Imagem criada por Sara Melissa de Azevedo para o Castelo Drácula, com Midjourney

Após a noite do abraço, parecia que eu havia dormido por uma eternidade, mas o que constava no jornal local fora que se passaram seis dias. O que falar das sensações pós abraço? Tive contato com a criatura tenebrosa que me hipnotizara e me fizera ingerir não somente seu sangue, mas também sua carne. Antes que eu pudesse desmaiar e ser enterrado em uma cova, senti que ao invés da criatura se tornar mais fraca, aquilo lhe dera forças. O monstro havia se humanizado; surgiu um homem de cabelos longos e negros por debaixo da carne podre do quase cadáver que me atormentara e me infligira a ter impulsos repugnantes. O homem possuía dois olhos vermelhos e expressivos, olhar que eu nunca tinha visto parecido ou igual. Já não sabia distinguir se era melhor ter visto apenas o quase morto ou se o que se transformou em homem era mais assustador.

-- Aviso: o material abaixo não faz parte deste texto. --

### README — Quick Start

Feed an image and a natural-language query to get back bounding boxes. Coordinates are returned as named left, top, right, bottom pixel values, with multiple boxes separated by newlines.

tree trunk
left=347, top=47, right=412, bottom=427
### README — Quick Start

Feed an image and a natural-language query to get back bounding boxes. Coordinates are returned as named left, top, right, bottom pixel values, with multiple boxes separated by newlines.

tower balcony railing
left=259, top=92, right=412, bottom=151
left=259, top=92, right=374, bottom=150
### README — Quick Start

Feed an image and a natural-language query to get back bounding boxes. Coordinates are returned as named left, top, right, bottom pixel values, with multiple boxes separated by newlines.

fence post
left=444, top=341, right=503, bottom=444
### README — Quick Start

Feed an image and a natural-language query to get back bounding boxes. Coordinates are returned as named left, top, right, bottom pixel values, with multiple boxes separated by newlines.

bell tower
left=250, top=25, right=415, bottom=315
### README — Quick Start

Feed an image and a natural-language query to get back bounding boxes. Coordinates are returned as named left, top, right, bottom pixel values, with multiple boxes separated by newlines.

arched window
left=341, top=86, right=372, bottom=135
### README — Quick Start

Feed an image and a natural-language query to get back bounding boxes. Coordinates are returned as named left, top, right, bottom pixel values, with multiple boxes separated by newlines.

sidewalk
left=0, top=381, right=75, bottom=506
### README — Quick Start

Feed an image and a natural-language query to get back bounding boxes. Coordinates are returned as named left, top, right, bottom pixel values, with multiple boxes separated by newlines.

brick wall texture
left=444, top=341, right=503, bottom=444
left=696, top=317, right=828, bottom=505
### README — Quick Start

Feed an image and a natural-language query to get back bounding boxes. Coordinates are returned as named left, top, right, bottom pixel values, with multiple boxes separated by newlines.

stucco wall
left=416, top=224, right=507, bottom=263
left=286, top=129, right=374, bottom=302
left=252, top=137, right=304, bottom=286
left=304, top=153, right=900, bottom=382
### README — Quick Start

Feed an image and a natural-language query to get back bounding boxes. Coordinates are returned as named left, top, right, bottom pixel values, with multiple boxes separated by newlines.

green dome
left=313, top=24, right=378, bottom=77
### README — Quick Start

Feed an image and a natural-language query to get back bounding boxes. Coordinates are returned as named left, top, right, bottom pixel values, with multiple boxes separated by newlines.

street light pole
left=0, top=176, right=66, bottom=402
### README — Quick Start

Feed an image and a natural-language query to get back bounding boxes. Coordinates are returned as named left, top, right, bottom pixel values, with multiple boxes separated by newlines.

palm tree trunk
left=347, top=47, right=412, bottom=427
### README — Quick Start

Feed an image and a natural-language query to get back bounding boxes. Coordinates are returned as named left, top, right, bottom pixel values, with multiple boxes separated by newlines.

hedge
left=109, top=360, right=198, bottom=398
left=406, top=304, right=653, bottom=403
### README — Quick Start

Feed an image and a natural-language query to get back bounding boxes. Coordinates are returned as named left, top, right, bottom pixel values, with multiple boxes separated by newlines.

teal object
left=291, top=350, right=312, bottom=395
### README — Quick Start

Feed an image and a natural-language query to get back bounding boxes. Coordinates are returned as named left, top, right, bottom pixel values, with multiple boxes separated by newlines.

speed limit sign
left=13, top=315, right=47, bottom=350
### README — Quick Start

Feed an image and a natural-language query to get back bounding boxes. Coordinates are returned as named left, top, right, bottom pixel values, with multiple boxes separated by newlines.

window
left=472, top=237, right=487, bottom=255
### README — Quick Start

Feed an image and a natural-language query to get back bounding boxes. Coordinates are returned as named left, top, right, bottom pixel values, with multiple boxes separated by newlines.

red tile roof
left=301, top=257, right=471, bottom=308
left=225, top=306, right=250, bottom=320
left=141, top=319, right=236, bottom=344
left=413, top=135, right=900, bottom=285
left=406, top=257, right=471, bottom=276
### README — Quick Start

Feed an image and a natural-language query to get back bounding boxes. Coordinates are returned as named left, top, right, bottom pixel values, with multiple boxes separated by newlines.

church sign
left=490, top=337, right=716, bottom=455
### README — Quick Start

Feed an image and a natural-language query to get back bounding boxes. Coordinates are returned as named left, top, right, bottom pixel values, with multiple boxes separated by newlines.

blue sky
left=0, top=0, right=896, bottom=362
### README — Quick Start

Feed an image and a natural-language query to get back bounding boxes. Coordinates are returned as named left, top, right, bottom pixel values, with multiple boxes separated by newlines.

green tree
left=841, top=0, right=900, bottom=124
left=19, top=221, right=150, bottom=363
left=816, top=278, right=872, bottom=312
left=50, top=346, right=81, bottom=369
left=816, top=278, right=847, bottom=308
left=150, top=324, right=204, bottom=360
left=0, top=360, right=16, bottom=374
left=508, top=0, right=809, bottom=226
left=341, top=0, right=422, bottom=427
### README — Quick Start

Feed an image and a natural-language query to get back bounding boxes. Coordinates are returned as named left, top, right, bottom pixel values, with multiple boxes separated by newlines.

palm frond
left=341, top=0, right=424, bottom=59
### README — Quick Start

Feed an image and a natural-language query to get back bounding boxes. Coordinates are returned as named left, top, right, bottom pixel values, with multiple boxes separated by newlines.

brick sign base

Em oposição a criatura que se despertara, eu estava fraco, algo me consumia por dentro tal qual chamas de uma fogueira. Já não sabia distinguir se era o efeito do vinho ou o consumo da carne podre. Quando dei por mim, já estava sonolento e sendo arrastado pelos pés pelo cemitério. Senti uma espécie de choque, entendi que havia sido mordido, seguido a isso, o homem de cabelos negros me induziu a beber mais do seu sangue e logo após senti que meu crânio iria se despedaçar após levar um soco do homem em questão. Após entender que havia sido soterrado em alguma das covas, percebi que despertei em alguns momentos, mas não saberei precisar as noites, pois se bem me lembro, já não me recordava de sentir o sol das manhãs, apenas das fases lunares não precisos através das frestas de terra que me possibilitavam enxergar alguma coisa. Em um primeiro momento só tive forças para empurrar meus braços e minhas mãos para fora da cova. Em um segundo momento, empurrei meus pés, no terceiro momento já me sentia mais forte e consegui tirar meu corpo por inteiro de toda a terra que me empurrava à sete palmos abaixo. Já me sentia forte, mas também fraco ao mesmo tempo; algo me necessitava. 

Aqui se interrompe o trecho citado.